“A better way to race across 25 markets would be to have an F1 season of, say, 20 races, of which 15 or so would be fixed annual events and the remaining five shared between different venues, on a rotational basis each year. It’s important we have variety in our race venues and allow new countries the opportunity to host a grand prix, while maintaining a level of scarcity value in our sport.”
The rotating venues idea has a lot of appeal. Certainly, one of the upsides of last year’s upheaval was the very different calendar and range of venues the championship visited. But these were invariably traditional European venues – Mugello, Imola, Nürburging and Portimão among them, places that would never have been able to justify F1’s pre-pandemic hosting fees.
New drivers
“I welcome F1’s new 2022 rule to mandate that each team must run drivers with no more than two F1 races in their careers in two practice sessions each season,” says Brown. “But this needs to expand. We can then also encourage drivers from the region we are racing in to participate and grow awareness for the sport in that territory. Young, up-and-coming racers bring dynamism to the sport which the fans love. They shake-up the established order, breathe fresh energy onto the grid and can revitalise a team.”

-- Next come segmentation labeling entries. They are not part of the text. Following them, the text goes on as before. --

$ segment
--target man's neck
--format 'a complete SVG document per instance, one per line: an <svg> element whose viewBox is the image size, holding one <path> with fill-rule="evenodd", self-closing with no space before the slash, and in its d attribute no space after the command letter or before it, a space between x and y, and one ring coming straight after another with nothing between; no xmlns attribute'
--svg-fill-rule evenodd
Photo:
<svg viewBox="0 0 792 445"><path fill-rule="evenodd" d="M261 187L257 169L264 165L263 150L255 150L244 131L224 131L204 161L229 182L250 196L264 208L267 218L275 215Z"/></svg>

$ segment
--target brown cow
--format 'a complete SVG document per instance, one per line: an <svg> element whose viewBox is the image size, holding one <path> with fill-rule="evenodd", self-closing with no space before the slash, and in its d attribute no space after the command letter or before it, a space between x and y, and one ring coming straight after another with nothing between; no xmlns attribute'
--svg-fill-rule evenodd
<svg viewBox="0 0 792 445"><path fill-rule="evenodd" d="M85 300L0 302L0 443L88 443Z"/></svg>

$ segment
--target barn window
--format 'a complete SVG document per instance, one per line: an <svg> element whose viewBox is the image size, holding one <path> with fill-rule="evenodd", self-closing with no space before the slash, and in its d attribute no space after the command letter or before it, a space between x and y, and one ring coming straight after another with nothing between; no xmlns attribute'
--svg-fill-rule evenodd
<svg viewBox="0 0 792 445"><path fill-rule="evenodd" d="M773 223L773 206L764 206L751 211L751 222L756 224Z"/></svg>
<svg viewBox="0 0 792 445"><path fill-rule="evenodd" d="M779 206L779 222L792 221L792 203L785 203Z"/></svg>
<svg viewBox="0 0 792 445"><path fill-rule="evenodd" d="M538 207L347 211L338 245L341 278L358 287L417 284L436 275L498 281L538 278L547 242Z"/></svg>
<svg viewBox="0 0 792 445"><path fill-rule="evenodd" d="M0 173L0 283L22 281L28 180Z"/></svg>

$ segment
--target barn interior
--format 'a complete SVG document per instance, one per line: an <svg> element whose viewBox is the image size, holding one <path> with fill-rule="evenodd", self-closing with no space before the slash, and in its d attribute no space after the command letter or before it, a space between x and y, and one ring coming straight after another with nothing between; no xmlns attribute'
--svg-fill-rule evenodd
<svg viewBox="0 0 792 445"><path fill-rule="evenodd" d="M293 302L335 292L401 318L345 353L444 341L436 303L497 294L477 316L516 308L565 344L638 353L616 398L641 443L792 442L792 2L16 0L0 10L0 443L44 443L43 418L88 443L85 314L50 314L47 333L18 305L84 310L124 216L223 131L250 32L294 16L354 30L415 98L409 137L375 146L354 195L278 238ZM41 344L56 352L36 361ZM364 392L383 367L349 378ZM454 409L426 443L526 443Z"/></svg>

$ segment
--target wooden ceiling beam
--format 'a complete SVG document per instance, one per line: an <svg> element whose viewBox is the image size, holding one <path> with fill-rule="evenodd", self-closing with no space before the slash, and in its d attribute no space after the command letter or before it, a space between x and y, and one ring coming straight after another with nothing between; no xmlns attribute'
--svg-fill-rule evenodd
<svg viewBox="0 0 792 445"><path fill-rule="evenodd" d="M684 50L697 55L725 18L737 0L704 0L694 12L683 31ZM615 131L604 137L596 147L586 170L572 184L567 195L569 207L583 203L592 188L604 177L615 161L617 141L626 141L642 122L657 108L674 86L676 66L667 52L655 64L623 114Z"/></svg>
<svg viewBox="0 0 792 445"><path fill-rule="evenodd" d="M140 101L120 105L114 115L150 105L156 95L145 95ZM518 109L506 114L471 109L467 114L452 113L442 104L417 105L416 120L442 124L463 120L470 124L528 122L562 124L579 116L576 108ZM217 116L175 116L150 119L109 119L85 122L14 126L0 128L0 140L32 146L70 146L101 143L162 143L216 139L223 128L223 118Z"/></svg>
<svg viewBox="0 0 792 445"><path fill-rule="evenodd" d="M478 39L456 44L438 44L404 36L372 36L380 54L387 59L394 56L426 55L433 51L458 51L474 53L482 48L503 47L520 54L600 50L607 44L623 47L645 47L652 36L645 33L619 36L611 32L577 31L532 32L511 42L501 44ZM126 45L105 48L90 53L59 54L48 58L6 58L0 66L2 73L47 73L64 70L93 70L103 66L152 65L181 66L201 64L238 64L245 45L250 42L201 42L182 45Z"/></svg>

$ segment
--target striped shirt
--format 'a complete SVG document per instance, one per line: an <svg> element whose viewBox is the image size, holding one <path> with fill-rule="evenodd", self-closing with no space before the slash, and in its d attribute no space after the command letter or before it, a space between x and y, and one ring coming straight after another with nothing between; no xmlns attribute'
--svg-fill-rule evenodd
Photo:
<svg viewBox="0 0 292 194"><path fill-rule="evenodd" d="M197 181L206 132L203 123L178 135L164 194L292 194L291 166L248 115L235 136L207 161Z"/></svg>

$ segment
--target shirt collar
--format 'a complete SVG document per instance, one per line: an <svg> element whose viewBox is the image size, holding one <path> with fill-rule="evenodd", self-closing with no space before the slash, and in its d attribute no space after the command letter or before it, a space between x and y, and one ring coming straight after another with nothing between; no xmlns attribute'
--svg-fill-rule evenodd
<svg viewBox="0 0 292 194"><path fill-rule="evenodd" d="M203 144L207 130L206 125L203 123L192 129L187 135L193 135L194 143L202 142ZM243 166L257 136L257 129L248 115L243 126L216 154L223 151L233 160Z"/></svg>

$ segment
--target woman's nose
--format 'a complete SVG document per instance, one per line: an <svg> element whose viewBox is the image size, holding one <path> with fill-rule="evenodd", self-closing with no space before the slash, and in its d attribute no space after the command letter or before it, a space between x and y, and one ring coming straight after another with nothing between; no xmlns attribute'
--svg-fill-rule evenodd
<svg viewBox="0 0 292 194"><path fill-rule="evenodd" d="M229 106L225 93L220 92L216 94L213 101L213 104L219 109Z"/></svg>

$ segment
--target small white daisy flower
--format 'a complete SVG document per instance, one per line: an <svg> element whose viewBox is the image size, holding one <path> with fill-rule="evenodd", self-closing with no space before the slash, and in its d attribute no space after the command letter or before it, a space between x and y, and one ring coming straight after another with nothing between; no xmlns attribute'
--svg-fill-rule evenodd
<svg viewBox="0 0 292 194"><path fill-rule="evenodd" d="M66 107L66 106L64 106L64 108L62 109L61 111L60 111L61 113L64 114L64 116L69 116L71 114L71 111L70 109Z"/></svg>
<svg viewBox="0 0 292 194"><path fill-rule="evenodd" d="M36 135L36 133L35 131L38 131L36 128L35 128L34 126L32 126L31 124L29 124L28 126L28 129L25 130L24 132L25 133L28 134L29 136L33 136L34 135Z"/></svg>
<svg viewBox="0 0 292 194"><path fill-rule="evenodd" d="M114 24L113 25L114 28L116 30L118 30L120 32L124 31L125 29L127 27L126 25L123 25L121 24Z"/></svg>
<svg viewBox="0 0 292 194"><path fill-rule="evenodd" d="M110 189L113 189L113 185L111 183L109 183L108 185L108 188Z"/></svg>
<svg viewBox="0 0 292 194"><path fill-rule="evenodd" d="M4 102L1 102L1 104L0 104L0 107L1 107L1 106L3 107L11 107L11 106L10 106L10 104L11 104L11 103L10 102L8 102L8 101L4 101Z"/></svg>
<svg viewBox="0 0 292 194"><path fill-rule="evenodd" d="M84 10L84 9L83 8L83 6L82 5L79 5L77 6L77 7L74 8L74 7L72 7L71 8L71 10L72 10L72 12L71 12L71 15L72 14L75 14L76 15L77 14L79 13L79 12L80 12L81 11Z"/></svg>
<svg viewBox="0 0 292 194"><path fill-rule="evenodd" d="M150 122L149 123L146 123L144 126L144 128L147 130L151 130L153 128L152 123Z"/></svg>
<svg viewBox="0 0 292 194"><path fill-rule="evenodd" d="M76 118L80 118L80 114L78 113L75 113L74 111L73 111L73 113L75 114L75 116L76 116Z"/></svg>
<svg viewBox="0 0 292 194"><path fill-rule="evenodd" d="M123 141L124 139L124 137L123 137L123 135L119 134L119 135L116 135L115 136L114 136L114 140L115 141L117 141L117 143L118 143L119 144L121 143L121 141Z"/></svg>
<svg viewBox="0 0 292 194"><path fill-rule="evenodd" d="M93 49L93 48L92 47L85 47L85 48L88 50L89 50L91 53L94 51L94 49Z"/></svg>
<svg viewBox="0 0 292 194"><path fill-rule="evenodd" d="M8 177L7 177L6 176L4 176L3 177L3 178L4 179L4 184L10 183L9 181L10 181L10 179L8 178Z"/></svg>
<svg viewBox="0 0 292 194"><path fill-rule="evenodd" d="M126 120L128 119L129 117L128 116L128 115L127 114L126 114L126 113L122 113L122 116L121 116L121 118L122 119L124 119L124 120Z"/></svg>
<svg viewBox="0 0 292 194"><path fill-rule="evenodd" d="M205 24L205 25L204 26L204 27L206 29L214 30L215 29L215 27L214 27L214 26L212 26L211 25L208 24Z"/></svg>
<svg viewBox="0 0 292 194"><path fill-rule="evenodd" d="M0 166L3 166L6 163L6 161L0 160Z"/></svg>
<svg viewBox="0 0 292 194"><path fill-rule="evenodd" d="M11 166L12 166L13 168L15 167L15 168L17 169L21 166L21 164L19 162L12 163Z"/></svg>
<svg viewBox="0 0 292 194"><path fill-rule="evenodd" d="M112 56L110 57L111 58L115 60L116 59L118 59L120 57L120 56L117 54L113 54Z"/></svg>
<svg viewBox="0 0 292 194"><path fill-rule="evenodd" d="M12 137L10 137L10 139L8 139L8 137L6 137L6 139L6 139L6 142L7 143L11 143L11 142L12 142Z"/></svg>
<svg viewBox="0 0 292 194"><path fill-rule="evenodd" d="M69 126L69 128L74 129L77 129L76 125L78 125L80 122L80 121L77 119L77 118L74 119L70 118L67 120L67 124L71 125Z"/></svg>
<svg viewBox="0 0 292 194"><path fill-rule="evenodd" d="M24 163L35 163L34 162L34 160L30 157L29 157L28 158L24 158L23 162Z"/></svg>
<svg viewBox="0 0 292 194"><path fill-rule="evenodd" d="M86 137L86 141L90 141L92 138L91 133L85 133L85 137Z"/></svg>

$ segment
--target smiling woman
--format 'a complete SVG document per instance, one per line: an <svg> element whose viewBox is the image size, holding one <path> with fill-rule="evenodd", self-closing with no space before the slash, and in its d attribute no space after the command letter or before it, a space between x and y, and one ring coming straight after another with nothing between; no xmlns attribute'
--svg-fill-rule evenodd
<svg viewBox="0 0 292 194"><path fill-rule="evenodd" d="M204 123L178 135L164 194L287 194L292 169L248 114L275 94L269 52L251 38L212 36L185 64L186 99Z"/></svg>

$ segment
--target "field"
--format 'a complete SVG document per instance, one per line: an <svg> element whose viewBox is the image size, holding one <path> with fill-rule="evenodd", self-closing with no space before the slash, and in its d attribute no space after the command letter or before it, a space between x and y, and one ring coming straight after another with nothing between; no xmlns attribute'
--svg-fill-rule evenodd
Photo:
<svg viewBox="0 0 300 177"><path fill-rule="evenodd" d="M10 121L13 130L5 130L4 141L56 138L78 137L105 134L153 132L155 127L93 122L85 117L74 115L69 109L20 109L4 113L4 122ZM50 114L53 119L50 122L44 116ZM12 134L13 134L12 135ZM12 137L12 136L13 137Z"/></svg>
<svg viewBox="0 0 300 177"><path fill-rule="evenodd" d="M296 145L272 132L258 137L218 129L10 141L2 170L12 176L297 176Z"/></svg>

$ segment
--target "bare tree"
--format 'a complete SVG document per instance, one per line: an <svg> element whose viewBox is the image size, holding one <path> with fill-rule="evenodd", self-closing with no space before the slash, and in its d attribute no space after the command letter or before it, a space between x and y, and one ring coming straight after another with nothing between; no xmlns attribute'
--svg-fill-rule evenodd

They can also electrify interest in the sport in their home regions. F1 has for years badly needed a stone-cold brilliant American F1 driver, for example. It needs a new Dan Gurney, Peter Revson or Mario Andretti. The same would follow for any of the other regions F1 hopes to conquer.
Bigger issues
Like any global sport, Formula One has the reach to influence changes in societal attitudes. Whether that’s the sport’s place or not is where fans differ, and there are multiple booby traps within this argument. But it’s not so much about the sport ‘deciding’ which attitudes are the ‘correct’ ones, but to choose and promote its own values. Lewis Hamilton has been arguably the major mover on racial diversity and equality in the past year and it has created resentment among some of the fanbase. But there is a real risk in F1 not doing so, of the series making itself a dinosaur in a world where huge changes are underway, of being on the wrong side of history.